Repository of syllabi, lecture notes, Jupyter notebooks, code, and problem sets for OSE Lab Boot Camp 2019
88 stars 97 forks source link

Machine Learning material #14

Open jeannesorin opened 5 years ago

jeannesorin commented 5 years ago

What material do you have on machine learning?

Xincheng-Qiu commented 5 years ago

The 2018 AEA Continuing Education Webcasts on Machine Learning and Econometrics by Susan Athey and Guido Imbens might be a place to start~ https://www.aeaweb.org/conference/cont-ed/2018-webcasts

rickecon commented 5 years ago

Great reference above to the Susan Athey material. I have taught intro to machine learning for economists every year in the M.A. Program in Computational Economics at the University of Chicago. My most recent Jupyter notebooks are the persp-model-econ_W19/Notebooks/ directory of my modeling course repository. You might just want to fork and clone the whole repo. There are some nice problem sets in this repo. I have listed the machine learning notebooks below with a short description. But I will be updating these notebooks and covering them in the last week of the boot camp. In particular, I will reference some of the content covered by John Rust, Sanjog Misra, and Whitney Newey in the DSE Summer School today and yesterday.

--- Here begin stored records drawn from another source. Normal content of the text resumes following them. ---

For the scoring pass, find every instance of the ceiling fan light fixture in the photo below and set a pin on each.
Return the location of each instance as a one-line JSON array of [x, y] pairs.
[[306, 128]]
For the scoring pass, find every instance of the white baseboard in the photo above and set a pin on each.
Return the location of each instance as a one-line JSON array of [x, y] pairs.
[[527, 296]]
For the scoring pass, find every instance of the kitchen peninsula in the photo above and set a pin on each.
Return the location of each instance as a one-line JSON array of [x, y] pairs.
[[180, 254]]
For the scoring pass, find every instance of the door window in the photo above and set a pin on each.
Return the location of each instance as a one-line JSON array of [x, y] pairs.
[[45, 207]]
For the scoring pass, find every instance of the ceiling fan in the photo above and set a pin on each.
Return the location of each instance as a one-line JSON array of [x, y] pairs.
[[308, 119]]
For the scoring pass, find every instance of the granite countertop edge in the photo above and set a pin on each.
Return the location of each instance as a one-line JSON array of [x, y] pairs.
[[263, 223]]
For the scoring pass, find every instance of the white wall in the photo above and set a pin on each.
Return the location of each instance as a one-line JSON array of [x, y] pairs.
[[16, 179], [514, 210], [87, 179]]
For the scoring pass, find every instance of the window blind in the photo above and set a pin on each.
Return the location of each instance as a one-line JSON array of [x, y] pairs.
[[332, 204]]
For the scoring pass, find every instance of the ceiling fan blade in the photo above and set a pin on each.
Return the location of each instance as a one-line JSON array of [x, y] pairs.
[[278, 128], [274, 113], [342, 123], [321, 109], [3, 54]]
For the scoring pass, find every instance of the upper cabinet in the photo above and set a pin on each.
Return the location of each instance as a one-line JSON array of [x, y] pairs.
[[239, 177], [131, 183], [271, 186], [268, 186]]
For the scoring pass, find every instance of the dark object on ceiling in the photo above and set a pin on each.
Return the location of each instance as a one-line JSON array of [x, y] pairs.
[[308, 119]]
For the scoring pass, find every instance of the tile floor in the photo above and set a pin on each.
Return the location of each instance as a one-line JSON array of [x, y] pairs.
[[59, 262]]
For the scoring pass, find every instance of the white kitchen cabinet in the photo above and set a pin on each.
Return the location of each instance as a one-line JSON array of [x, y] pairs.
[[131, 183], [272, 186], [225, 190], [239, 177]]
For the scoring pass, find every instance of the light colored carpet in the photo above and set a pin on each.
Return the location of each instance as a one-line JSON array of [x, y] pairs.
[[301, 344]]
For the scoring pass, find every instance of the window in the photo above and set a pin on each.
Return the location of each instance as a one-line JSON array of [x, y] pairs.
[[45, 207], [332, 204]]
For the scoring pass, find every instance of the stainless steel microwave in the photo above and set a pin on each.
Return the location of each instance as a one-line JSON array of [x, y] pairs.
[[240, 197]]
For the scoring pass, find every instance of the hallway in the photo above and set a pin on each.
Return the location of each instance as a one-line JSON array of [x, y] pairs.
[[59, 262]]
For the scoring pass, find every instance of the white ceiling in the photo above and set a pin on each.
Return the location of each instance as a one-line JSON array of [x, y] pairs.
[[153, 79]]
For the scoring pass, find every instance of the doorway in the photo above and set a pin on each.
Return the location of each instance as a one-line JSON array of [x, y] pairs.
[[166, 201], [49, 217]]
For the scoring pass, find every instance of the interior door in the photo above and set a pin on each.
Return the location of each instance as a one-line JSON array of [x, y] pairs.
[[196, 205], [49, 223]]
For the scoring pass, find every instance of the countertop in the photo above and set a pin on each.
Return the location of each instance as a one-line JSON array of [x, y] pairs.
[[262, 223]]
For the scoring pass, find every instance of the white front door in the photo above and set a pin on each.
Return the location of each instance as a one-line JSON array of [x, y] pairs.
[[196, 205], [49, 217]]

  1. Classification notebook. This notebook goes through logit, multinomial logit, and K Nearest Neighbors.
  2. Resampling methods. How to implement the paradigm of cross validation through k-folds and bootstrapping of estimating your model multiple times on training sets and measuring accuracy on test set. This is one of the most important contributions of the machine learning advances in economics, almost as important as the new models.
  3. Tree-based methods. This notebook goes through decision trees and random forest methods. These end up being powerful machine learning methods that sometimes beat neural nets in accuracy. Also, this notebook introduces the concept of tuning hyperparameters to maximize test set accuracy. This is a powerful concept that is the basis for what TensorFlow is good at.
  4. Support vector machines. SVM is an important classifier.
  5. Neural nets. This is an introduction to neural networks. The notebook takes you through the multi-layer perceptron (MLP) model that includes hidden layer (deep nets).